Phenology and voltinism. Larvae feed in early summer, with adults emerging beginning in mid-July. Later generations have not been observed.

Distribution. USA: IA.

Adult description. Wing length 2.4–2.6 mm (♁), 2.7–2.9 mm (♀). Length of ultimate section of vein M 4 divided by penultimate section: 0.7. Eye height divided by gena height: 4.8–5.3. First flagellomere small, rounded. Lunule extending to level of middle ori. Ocellar triangle slightly shinier than vitta, extending to level of middle or posterior ori. Facial carina shallow, sharp. Gena shallowly upcurved anteriorly. Cheek narrow, only evident on anterior half. Clypeus rounded. Head (seen laterally) longest at midpoint. Eye tapering to a point posterodorsally. Thorax subshining.

Chaetotaxy: Three ori, two ors; spacing subequal with anterior ori sometimes slightly distant; setae becoming slightly more slender and short anteriorly. Ocellar and postvertical setae subequal to posterior ori. Eye sparsely short setose on dorsal half; female with hairs slightly denser dorsally, male with longer, denser patch of hairs dorsomedially. Orbital setulae in several scattered rows; erect to slightly reclinate. Two strong dorsocentral setae. Acrostichal setulae in ten irregular rows. Katepisternum with two additional smaller, closely spaced setae dorsomedially. Mid tibia with two posteromedial setae.

Coloration: ( Figs. 20–22 View FIGURES 13–23 ) Setae dark brown. Body dark brown, including halter; thorax and abdomen metallic green with blue tint that is stronger on abdomen; blue color dominant in one female. Calypter margin and hairs yellow.

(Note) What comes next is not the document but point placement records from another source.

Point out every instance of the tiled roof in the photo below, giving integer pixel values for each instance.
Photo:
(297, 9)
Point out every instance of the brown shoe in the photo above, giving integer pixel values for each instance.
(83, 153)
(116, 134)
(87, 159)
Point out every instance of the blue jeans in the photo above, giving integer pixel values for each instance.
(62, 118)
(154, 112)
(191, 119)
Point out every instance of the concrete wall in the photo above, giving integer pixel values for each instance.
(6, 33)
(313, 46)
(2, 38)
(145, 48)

Genitalia: ( Figs. 117–121 View FIGURES 117–121 ) Epandrium with small posteroventral spine. Surstylus fused to anteroventral margin of epandrium, very short and wide with 1–3 irregular rows of tubercle-like setae along inner surface. Cercus large, well-developed. Hypandrium subtriangular with apex slightly narrowed; inner lobe U-shaped and irregular with several sockets. Phallophorus (damaged in dissected male) tapering basally, venter bulging. Basiphallus U-shaped, nearly reaching mesophallus. Mesophallus cylindrical, slightly curved, narrowed to ventromedial point of fusion on distiphallus; base of mesophallus and distiphallus level. Distiphallus pear-shaped in ventral view, with narrow ventromedial plate swollen immediately past mesophallus; ventrolateral tubules narrow, largely hidden behind mesophallus along midline; dorsal chamber widest dorsally, broadly opened apically, with one pair of thick spinulose dorsal pads on inner surface; tubular inner process relatively wide, not far exceeding ventral plate. Ejaculatory apodeme not found.

Comments. The only previous record of a North American Melanagromyza from Verbena was that of an unemerged male of an apparently undescribed species that was said to be entirely black, extracted from a stem of V. scabra Vahl in Florida ( Spencer & Stegmaier 1973). It was noted that “The posterior spiracles of the puparium each bear ten bulbs, without a central horn; the two processes are separated by twice their own diameter.” Unfortunately no puparia of M. verbenivora have been preserved for comparison. Melanagromyza verbenae Spencer was described from adults caught on V. litoralis Kunth in Chile, and due to the general similarity of the male genitalia with those of the Florida specimen, Spencer (1982) considered it certain that this plant was the larval host and presumed that the Chilean species is likewise an internal stem borer. Spencer (1990) referred to the two species as “related or possibly identical”.

Using Spencer & Steyskal (1986), some specimens of Melanagromyza verbenivora key to M. longensis , which also has three ori and a similar phallus, but in that species, the arista appears bare (not minutely pubescent), there are about eight rows of acrostichal setulae, the basiphallus nearly forms a complete ring, and the dorsal chamber of the distiphallus is more rounded dorsally (not flat) and constricted apically (not broadly open). Other specimens will key to M. verbesinae , but in this species there are two ori, the ocellar triangle does not reach the posterior ori, and the distiphallus is widest apically. The gena is slightly angled forward as in M. buccalis Spencer , but not as prominent; M. buccalis is slightly smaller (wing length 1.9–2.5mm), there are two to four ori (widely spaced if only two), there are only eight rows of acrostichal setulae and the phallus is narrower.